Bakoyanni de tepkili
Fileleftheros “Bir Koltuğa İki Karpuz Sığmaz” başlıklı haberinde Avrupa Konseyi Parlamenterler Meclisi çalışmalarına katılmak üzere Fransa’da bulunan Yunanistan Dışişleri eski Bakanı, Yeni Demokrasi Partili Avrupa Milletvekili Dora Bakoyanni’nin,Türkiye’ye ağır eleştiriler yöneltti.

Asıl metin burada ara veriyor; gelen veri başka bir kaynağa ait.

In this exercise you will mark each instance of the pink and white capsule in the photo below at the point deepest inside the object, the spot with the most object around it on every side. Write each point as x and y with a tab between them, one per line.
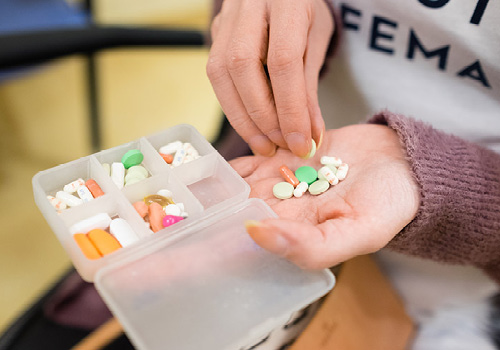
325	173
342	171
326	160
73	186
300	189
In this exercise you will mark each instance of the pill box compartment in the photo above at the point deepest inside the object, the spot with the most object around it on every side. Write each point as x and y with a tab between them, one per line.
210	287
204	274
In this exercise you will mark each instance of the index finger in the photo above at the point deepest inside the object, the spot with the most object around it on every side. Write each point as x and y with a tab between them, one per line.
288	33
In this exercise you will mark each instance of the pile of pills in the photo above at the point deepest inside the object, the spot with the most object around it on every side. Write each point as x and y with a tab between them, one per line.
306	178
101	235
177	153
159	210
85	192
129	171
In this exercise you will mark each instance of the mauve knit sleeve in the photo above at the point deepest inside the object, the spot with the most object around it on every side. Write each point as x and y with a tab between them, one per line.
459	216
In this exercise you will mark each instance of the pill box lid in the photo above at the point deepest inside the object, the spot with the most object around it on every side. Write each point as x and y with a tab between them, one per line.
209	288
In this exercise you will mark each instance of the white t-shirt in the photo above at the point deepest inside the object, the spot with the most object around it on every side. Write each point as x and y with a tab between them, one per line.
437	61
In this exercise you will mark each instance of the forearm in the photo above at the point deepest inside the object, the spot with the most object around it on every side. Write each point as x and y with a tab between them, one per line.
459	216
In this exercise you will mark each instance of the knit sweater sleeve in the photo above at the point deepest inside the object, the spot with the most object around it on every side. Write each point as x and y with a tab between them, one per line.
459	216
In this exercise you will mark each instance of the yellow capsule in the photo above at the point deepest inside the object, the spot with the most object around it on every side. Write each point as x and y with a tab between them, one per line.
156	198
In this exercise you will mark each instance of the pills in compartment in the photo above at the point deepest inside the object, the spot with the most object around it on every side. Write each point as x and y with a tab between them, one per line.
177	153
306	178
100	235
75	193
159	210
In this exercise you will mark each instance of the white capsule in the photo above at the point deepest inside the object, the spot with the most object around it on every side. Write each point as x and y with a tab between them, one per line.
326	160
68	199
165	193
118	174
107	168
57	203
84	193
101	221
179	157
300	189
73	186
171	148
325	173
123	232
190	150
342	171
172	209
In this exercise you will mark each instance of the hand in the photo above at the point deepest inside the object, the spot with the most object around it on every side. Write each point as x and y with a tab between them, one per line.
290	37
360	215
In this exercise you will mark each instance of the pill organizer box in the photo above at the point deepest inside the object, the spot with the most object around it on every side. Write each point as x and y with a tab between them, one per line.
201	283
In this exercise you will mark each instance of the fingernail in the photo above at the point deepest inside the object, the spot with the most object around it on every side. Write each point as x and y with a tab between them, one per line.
312	152
297	143
267	237
260	144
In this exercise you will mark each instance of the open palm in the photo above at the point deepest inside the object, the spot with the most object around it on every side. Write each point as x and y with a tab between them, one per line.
360	215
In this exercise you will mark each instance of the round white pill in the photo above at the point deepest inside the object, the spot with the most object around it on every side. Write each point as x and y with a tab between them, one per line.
123	232
318	187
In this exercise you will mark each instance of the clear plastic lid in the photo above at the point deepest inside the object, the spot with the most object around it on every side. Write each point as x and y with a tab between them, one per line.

Bakoyanni “Türkiye, Avrupa Birliği’ne girmeyi talep ederken aynı zamanda irredantizm ile ala carte politika uygulayamaz. Ankara açısından açıktır ki bir koltuğa iki karpuz sığmaz. Biz Türkiye’nin Avrupa perspektifini, AB’nin belirli kriter ve ilkelerini kabul etmesi şartıyla destekliyoruz. Yunanistan komşu ülkeyle görüşme ve çabalarını net konuşmalarla sürdürmek zorunda” dedi.
Erdoğan’ın resmi KKTC ziyareti sırasında söylediklerine de değinen Bakoyanni şunları kaydetti:
“Erdoğan, bana göre, savunduğu Türk mantığının ötesinde iki büyük ve özlü hata yaptı. Erdoğan’ın, Türkiye’nin AB’ye aday ülke kabul edilmesinden 15 yıl sonra, Heybeliada Ruhban Okulu’nun ikili değil uluslararası ve insan hakları ve dini özgürlükler konusu olduğunu bilmesi gerekirdi. Erdoğan, Kıbrıs sorununun çözümünün, Türkiye’nin AB’ye üyeliğinin ön şartı olduğunu da çok iyi biliyor. Şu anda gereken Kıbrıs liderliğinin, Başkan Anastasiadis’in çabalarına özlü ve aktif destek verilmesidir ki Kıbrıs sorununun çözümü için yapılan görüşmelerin sonucu iyi olsun.”